As the largest economy in the Caribbean today, the Dominican Republic is an important market for U.S. exports. And thanks to the CAFTA-DR – a free trade agreement among five Central American states, the D.R., and the U.S. that went into effect in 2007 – bilateral trade is showing strong and stable growth. In 2012, it surpassed $11.4 billion.  
“We’re trying to group together local SMEs, identify the products that aren’t being exported to the u.s. yet but could have a niche market there, And then try to get those products out there.”

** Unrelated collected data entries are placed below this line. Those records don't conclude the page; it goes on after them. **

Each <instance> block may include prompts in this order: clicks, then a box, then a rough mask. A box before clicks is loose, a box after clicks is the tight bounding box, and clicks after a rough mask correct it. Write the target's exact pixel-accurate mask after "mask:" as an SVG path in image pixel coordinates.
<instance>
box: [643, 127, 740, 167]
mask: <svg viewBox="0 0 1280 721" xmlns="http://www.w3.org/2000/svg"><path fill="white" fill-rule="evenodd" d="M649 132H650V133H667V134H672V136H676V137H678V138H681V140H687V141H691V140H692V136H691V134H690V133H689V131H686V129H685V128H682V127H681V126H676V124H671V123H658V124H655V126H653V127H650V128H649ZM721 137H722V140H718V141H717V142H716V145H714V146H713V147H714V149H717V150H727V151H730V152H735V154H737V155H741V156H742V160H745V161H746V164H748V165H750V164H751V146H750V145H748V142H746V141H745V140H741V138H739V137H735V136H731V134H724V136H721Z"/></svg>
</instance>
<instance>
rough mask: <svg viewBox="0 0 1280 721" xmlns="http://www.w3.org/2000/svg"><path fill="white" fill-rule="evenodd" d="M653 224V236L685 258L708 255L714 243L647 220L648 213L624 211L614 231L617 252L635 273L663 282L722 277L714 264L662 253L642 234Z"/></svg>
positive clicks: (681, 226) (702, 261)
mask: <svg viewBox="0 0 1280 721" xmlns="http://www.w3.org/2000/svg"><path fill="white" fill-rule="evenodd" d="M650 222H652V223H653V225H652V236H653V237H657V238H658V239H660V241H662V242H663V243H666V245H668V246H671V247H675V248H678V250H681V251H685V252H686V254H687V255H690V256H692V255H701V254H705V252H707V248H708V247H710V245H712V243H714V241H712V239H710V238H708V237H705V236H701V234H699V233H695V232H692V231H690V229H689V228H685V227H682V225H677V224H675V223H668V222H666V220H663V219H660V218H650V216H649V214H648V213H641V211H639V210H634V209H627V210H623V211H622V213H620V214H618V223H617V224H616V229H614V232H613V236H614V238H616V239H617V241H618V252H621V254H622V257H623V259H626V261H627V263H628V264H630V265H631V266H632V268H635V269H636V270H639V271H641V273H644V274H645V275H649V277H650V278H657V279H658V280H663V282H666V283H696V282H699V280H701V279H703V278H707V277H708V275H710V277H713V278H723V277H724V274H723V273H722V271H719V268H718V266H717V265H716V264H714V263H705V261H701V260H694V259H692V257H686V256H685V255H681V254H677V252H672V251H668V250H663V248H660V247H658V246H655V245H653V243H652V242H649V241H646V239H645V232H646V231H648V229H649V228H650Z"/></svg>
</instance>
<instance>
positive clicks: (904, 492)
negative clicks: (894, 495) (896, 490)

Jean Alain Rodríguez, General Director of CEI-RD


From the U.S. the Dominican Republic imports a good deal of optical and medical instruments, jewelry and gold, agricultural products and tobacco, machinery, and knit apparel. U.S. investments in the country are heavily focused on the manufacturing sector – namely in apparel, shoes and light electronics – and in the energy sector. 
 
President Medina sent his congratulations to President Obama upon the latter’s reelection, saying: “I trust our relations will continue strong for many years to come and that bilateral trade will grow increasingly more solid in benefit of both our nations’ economies.”
 
The social and cultural ties between the two nations are not to be overlooked either. Living in the U.S. are 1.4 million people of Dominican descent, something that directly affects trade, as Jean Alain Fernández of CEI-RD points out: “The diaspora demands more ‘sentimental products’ to be imported into the U.S.”